規定と自由演技、陶芸教室パート2

粘土は、カタチが自由に操れるところがいい。

陶芸教室・入門クラスは、6つの規定作品を作らなければなりません。

筆立て・花筒・小鉢は、昨日書きました。続いて、湯のみ・壺・徳利。

もう、ネーミングがご隠居でしょ? 年齢制限してるわけじゃないに。

なにしろ、会場が世田谷区シルバー人材センター烏山支部。日曜の午前9時開始。いきおい、先生を含めて参加者は年寄りが中心。パラパラと、30〜40代もいますが。

湯のみ・壺・徳利を作っても、所詮、そういう使い方はしないので、すべては花器になる運命。

だって、それしか使い道ないでしょ? タヌキみたいに、徳利を下げて酒屋に「1合半ください」とやります? 徳利でお燗します?

入門編も後半になると、タダの円筒形に変化技が加わります。

黙ってやっていても、変化に合わせて、使う道具も増える。僕は、黙ってやらないクチなので、「この場合は、どうするんですか?」と、小平先生に訊く。

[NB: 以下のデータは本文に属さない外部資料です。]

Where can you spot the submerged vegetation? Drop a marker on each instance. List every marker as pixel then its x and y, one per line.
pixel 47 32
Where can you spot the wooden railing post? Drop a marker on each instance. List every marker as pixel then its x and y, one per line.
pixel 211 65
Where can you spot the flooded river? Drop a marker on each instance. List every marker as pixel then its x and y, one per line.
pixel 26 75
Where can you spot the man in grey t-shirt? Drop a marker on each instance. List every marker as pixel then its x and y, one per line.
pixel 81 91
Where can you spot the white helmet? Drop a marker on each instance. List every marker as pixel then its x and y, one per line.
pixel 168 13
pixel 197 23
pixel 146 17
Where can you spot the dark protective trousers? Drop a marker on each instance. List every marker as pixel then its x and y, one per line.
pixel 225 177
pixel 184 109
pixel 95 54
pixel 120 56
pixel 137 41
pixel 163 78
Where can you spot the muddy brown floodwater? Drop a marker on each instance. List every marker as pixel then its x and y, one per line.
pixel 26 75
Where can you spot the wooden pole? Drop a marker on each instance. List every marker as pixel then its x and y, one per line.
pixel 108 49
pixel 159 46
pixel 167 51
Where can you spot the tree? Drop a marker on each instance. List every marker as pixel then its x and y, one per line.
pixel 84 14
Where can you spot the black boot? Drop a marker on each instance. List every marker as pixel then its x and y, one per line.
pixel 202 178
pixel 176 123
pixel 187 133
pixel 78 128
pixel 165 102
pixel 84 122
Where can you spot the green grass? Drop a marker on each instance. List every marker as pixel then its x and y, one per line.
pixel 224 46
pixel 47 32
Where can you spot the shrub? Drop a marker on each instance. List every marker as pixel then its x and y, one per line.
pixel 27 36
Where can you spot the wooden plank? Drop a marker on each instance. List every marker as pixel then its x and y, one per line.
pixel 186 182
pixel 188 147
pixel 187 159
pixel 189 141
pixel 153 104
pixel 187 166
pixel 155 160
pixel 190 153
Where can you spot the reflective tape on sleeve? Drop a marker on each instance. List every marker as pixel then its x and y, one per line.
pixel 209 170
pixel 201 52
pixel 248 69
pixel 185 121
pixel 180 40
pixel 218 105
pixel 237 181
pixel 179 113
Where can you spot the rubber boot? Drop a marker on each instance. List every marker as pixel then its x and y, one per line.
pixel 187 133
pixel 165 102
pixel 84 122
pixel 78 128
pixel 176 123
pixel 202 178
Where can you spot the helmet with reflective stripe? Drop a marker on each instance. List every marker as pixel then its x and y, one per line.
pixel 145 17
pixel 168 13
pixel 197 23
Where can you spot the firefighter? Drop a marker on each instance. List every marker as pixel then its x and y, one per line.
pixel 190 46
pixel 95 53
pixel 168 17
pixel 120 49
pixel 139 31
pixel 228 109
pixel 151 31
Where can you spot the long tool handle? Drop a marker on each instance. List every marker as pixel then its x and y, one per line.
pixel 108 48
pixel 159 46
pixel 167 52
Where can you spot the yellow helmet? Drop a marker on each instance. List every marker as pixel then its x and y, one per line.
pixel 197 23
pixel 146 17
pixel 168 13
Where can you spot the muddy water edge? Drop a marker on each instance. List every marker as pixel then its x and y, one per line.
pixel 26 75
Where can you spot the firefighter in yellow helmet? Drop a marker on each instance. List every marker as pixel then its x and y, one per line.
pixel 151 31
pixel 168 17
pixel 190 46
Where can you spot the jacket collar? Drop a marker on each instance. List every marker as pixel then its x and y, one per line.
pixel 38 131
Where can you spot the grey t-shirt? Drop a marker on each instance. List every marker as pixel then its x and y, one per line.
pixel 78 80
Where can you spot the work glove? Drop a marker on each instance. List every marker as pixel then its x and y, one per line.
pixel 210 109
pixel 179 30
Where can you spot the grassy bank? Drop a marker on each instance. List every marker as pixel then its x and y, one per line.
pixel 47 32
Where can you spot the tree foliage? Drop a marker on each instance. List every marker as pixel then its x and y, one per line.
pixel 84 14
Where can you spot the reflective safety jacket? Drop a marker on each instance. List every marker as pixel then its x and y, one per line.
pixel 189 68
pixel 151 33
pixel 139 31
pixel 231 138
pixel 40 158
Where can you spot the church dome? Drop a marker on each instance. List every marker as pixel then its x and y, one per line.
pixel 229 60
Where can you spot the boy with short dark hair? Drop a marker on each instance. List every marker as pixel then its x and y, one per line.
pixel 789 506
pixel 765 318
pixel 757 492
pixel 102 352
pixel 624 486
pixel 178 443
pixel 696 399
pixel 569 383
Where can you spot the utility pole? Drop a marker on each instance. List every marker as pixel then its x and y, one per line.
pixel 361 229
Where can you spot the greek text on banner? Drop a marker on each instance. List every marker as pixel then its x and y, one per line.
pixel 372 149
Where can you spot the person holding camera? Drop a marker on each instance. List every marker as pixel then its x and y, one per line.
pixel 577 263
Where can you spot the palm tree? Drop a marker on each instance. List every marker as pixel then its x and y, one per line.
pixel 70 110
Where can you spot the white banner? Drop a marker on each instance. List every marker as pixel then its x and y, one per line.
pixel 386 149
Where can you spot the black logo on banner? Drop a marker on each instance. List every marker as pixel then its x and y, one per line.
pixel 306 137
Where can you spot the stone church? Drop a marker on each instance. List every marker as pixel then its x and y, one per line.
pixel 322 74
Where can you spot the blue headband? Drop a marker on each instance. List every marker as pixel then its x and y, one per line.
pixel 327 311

この人、元は証券マン。同じ金融業界でも、銀行員とは正反対で、べらんめいです。言いたいことズケズケ言いますから、慣れるまで時間がかかる生徒もいます。

壺をやっていた時、口をきれいに水平に整形するのに飽きたから、凸凹に作る。

底を安定させる高台(こうだい)を削ろうとひっくり返して、ハタと困った。「どうやって、ろくろに乗せればいいんだろう?」。

「『しった』を使って」

「なんですか、それ?」

作品を支える、カマドのようなもの。これで支えて、底を加工する。これさえあれば、口がどんな形状をしていても、おかまえなし。

便利な道具。直径サイズ、深さに各種あり。

「『しった』って、どういう字を書くんです?」

「知ったこっちゃない」。

そうですか。なんとなく、民謡を聴きたくなる気分。ロッホ・ローモンド

も一つ、覚えなきゃいけないのは、釉薬の種類とかけ方。

単純に1色もいいけど、色半分ずつとか、垂れ流すとか、生地を活かしてかけないとか、いろいろ遊べる。

ところが、色と釉薬の名前が一致しない。焼成すると、どの色が強く出る・弱く出るがわからない。

何が言いたいかというと、結局、全体が1色で焼き上がり、苦労が反映されないのだ。

そうとう、ガックシしました。

教室は、3時間あります。

必ず、途中で1回休憩してました。小学校の校庭にあるような水道栓をひねり、頭から水をかぶってました。

なにしろ、毎回暑かったから。

そこで、いつ作るかわからないけど、とにかく、実用品じゃない物を作りたくて、描いたスケッチを点検しているうちに、頭が乾く。

さんざ円筒形を作って来たことが、これからも活きることに気付きました。

映画監督のディビット・リンチは、コミックも描いていたので、その登場人物を陶器で作ることを思いつく。

作っても、用をなさない。だから、作りがいがある。そんなコピーが、ファイルとして溜まってます。日に日に増える。

ホフマンの舟歌」を聴いていたら、ゴンドラも作りたくなった。船縁の曲線がきれいだよねぇ。

粘土的。

ちなみに、粘土の表面を削ったり、穿ったりする道具のことをカンナと言います。ピンポイントから幅広いものまで、いろいろ揃ってる。

木のゴンドラ作りも、いろんなカタチのカンナがありそうだね。